Le 11 janvier 2022, Mme Bénédicte Wautelet, directrice juridique de la Société Le Figaro a répondu par lettre recommandée au CDJM que « la teneur de la saisine que vous portez à notre connaissance semble masquer un simple désaccord de son auteur avec l’article visé et, plus globalement, avec la ligne éditoriale de l’hebdomadaire ».

Analyse du CDJM

➔ Le dossier du Figaro Magazine n° 24021 du 12 novembre 2021 titré « Antiracisme, idéologie LGBT+, décolonialisme… Comment on endoctrine nos enfants à l’école » fait la couverture de cet hebdomadaire et en occupe huit pages. Il est composé de trois articles.

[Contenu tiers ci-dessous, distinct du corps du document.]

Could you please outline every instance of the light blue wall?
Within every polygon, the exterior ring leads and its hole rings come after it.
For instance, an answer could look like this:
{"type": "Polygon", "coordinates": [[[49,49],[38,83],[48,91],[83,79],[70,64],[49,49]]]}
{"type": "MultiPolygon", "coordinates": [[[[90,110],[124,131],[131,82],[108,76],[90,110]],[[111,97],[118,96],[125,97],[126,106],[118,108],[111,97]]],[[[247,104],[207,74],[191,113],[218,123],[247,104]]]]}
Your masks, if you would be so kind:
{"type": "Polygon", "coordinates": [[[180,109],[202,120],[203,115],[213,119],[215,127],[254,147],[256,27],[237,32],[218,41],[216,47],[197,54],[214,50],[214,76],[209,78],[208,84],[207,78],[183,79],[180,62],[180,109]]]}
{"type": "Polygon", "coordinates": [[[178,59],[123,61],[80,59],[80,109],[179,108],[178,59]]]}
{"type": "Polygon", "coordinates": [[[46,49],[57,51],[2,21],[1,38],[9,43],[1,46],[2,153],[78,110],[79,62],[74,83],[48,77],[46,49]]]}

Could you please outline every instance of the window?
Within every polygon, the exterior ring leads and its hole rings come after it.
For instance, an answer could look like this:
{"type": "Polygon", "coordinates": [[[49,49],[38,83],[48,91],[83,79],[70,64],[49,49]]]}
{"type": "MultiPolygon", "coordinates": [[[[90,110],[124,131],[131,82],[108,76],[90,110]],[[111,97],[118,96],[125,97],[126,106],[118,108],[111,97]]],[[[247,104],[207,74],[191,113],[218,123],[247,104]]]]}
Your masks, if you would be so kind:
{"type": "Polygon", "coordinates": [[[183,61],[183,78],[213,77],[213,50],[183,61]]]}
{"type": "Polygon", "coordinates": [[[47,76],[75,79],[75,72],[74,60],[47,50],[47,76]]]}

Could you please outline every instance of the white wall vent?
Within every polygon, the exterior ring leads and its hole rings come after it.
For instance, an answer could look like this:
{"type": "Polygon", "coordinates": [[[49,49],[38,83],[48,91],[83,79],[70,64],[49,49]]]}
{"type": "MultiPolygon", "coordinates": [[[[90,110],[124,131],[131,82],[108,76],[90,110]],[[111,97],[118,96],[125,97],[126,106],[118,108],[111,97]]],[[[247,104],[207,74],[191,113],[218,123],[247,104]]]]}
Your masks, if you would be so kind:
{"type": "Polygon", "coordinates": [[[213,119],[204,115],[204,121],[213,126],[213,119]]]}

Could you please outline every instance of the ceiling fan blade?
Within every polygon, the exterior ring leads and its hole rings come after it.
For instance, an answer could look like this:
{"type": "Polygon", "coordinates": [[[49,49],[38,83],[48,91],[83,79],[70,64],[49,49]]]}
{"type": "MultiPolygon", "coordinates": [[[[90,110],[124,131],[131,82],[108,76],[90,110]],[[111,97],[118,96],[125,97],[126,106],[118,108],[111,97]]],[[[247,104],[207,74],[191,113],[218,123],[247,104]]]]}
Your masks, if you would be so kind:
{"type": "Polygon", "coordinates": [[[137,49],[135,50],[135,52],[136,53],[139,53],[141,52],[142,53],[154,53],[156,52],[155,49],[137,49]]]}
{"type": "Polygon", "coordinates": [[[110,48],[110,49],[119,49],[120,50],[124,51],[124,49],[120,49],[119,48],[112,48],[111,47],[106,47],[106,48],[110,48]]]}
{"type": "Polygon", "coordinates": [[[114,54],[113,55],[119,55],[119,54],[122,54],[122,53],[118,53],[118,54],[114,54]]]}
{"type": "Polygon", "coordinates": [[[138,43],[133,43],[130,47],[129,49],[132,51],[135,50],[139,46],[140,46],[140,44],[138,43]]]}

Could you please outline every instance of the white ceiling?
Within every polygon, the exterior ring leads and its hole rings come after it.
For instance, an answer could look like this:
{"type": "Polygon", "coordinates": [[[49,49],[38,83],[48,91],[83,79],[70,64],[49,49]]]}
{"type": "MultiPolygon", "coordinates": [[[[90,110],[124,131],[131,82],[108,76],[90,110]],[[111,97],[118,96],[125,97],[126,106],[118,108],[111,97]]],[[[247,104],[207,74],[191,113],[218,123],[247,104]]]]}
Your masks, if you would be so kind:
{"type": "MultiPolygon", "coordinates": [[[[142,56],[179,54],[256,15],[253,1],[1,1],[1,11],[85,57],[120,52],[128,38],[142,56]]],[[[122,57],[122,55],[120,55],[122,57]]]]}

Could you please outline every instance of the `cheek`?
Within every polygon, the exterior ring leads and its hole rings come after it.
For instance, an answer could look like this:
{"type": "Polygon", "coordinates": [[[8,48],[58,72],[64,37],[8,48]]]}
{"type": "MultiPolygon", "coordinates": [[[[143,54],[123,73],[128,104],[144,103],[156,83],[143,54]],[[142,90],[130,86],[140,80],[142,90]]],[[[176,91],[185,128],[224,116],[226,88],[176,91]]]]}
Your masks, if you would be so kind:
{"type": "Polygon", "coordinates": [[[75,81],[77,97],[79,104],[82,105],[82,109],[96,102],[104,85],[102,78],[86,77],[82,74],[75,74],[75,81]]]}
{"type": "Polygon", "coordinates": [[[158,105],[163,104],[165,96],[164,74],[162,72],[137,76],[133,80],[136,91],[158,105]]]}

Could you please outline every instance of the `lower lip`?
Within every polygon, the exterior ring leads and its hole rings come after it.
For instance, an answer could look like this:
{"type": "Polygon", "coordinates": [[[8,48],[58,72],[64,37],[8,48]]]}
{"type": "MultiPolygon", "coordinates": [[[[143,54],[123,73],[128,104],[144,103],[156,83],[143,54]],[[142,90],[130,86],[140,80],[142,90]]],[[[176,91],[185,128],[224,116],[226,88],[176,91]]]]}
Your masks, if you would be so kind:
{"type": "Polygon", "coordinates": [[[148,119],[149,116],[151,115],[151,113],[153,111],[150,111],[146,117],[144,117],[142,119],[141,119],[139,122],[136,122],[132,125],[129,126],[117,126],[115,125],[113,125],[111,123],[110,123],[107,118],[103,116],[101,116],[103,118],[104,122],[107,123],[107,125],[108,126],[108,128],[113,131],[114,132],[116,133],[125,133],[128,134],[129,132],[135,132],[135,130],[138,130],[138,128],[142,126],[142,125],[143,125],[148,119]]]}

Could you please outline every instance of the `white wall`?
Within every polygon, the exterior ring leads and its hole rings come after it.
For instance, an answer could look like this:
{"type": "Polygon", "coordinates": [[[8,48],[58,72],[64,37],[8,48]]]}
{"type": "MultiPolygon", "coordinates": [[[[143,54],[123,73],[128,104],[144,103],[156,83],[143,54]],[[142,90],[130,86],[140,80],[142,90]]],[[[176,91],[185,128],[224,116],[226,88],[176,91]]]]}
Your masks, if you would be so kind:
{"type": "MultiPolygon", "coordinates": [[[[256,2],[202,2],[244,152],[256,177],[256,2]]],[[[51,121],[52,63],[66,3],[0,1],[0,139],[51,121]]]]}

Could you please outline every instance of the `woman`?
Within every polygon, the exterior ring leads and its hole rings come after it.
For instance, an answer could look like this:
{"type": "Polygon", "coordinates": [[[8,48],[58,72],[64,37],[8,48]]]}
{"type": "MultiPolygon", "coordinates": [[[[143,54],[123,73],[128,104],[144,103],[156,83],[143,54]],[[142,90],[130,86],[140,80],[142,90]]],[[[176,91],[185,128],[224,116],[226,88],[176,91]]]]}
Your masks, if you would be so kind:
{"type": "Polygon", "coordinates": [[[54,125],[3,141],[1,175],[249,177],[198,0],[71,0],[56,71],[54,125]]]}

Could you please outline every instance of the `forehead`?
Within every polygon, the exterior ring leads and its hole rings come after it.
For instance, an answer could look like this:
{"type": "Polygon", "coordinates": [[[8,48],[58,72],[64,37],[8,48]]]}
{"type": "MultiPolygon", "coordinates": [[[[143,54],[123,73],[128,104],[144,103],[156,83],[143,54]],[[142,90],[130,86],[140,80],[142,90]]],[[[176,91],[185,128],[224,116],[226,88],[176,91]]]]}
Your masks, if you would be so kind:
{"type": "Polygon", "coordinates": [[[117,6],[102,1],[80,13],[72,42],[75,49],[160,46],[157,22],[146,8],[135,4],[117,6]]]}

L’article principal, qui est l’objet de la saisine, reprend le titre de la couverture du Figaro Magazine. Il cite les témoignages d’élèves et d’enseignants dont les récits illustrent ce que l’un d’eux qualifie de « pénétration idéologique [encouragée] par le système » et revient sur des événements dans des établissements scolaires et sur des sites de formation des enseignants considérés comme relevant de « cette volonté d’endoctrinement ». La parole est également donnée à un responsable de l’association Observatoire du décolonialisme et des idéologies identitaires, à Mme Fatiha Agag-Boudjahlat, essayiste, au directeur général de l’enseignement scolaire du ministère de l’Éducation et à une représentante de la Fédération des conseils de parents d’élève (FCPE) de Côte-d’Or.

Le second article est une synthèse de propos de la présidente du conseil supérieur des programmes sur le contenu des manuels scolaires. Le troisième est une recension d’exemples de contenus dits « idéologiques » tirés d’ouvrages scolaires.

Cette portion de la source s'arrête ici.